0

I have a Java app on Openshift (Tomcat7) and I need a plenty of cheap storage (TBs). Obviously Openshift would be too expensive to use, so I was thinking of Amazon S3.

  1. What would be the optimal way of getting access to a plenty of storage while having an app on Openshift?

  2. Is it possible to somehow connect postgreSQL running on Openshift to Amazon S3, so that postgreSQL would run on Openshift but save everything on Amazon S3? Basically I am looking for what is cheaper to use and that's why I am not sure about setting up postgreSQL on AWS directly instead of having it on Openshift.

Basically the main issue is getting a plenty of storage having an app on Openshift (Or other cheap hosting for Java-Tomcat project). What DB, technology, service is used - does not matter as long as it is free or cheap.

Nikita Vlasenko
  • 4,004
  • 7
  • 47
  • 87

1 Answers1

-3

What would be the optimal way of getting access to a plenty of storage while having an app on Openshift?

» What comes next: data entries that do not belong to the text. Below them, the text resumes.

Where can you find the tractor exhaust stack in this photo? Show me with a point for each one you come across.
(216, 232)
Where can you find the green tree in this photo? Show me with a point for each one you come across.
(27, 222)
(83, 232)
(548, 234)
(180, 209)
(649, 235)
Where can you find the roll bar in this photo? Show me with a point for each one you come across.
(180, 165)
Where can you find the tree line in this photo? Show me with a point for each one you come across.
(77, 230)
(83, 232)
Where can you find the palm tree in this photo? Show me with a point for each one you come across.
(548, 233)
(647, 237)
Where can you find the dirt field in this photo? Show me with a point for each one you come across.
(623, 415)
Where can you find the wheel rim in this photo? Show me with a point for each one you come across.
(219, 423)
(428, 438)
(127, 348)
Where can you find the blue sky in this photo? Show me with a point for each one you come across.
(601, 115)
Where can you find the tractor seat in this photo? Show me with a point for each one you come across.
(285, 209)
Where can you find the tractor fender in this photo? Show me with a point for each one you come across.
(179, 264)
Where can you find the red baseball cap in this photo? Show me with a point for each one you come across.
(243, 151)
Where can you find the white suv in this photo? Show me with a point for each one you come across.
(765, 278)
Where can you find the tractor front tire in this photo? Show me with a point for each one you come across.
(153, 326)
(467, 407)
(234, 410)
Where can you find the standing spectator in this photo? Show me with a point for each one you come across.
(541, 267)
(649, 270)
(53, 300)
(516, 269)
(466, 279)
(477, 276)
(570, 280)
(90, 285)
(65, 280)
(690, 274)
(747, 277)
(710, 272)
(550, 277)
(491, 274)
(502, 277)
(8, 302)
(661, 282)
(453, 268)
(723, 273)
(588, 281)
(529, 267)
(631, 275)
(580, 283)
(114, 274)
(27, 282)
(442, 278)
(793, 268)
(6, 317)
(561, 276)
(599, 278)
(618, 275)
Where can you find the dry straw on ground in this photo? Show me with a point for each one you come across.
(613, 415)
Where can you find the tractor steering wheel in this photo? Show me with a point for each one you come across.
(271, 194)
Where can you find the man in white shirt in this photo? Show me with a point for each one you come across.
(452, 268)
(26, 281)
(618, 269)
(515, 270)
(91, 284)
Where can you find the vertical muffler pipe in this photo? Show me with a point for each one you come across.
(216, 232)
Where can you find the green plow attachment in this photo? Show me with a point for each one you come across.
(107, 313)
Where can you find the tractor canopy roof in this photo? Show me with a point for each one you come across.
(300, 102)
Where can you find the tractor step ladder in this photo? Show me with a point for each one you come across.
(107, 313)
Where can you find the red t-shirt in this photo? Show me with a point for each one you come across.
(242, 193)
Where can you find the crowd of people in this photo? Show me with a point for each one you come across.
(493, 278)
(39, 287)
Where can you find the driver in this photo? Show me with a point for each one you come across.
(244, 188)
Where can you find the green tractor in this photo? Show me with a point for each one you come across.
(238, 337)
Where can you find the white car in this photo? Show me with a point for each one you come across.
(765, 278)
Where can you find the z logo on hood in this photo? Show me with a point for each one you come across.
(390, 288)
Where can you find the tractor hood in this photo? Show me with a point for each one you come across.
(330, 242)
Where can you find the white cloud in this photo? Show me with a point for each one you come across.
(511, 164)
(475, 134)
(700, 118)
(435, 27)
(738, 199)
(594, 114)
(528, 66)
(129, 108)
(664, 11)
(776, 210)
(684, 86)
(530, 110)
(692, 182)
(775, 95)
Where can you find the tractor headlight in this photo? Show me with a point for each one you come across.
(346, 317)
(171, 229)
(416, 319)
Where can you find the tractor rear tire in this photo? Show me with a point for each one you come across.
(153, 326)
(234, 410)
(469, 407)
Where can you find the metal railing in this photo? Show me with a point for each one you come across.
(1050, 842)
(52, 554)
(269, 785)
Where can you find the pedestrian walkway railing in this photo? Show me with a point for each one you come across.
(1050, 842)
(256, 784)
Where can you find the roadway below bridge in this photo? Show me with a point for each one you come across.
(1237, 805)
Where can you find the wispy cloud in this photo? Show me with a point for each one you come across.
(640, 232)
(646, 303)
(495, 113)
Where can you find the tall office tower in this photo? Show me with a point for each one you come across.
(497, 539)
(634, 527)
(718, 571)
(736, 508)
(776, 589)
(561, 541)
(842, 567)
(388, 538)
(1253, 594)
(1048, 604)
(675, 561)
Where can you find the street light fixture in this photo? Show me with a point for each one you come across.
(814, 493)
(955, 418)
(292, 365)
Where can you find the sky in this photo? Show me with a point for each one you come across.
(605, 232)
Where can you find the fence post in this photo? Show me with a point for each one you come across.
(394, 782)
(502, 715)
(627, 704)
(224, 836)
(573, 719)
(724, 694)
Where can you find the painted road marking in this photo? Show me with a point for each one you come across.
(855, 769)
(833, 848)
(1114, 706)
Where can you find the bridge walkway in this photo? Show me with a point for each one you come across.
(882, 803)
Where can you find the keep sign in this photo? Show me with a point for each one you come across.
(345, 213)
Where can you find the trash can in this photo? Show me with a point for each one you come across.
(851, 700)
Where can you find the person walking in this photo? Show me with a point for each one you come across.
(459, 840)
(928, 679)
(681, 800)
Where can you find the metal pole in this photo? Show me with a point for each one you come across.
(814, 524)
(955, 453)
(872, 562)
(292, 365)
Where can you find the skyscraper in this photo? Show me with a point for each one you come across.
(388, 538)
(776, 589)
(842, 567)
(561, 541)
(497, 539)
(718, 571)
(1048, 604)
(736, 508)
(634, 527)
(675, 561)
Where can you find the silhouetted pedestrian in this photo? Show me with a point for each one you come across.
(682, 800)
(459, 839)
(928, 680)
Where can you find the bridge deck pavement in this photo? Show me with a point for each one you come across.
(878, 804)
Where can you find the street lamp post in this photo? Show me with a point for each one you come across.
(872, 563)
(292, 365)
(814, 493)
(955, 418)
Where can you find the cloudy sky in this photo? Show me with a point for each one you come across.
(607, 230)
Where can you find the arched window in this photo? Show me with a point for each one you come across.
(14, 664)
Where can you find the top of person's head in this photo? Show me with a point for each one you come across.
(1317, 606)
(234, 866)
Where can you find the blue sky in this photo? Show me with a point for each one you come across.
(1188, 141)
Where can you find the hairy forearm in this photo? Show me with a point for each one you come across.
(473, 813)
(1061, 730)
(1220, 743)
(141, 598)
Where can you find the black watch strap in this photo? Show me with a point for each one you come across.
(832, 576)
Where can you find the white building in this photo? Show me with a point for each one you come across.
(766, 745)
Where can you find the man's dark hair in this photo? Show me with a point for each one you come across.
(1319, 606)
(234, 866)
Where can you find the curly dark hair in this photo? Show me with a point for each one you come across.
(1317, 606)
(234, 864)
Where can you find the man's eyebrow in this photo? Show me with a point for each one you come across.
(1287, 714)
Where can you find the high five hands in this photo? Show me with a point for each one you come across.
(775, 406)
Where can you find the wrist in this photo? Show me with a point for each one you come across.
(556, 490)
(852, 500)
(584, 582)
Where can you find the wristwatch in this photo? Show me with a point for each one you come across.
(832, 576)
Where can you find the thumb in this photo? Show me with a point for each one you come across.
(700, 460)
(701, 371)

AWS S3 is the best option for you as per the price goes and also from durability and reliability point of view.

Is it possible to somehow connect postgreSQL running on Openshift to Amazon S3, so that postgreSQL would run on Openshift but save everything on Amazon S3? Basically I am looking for what is cheaper to use and that's why I am not sure about setting up postgreSQL on AWS directly instead of having it on Openshift.

Yes it is definitely possible to use AWS S3 with postgresql running on Openshift while saving the data to S3 follow the steps in this blog to configure AWS S3 in open shift.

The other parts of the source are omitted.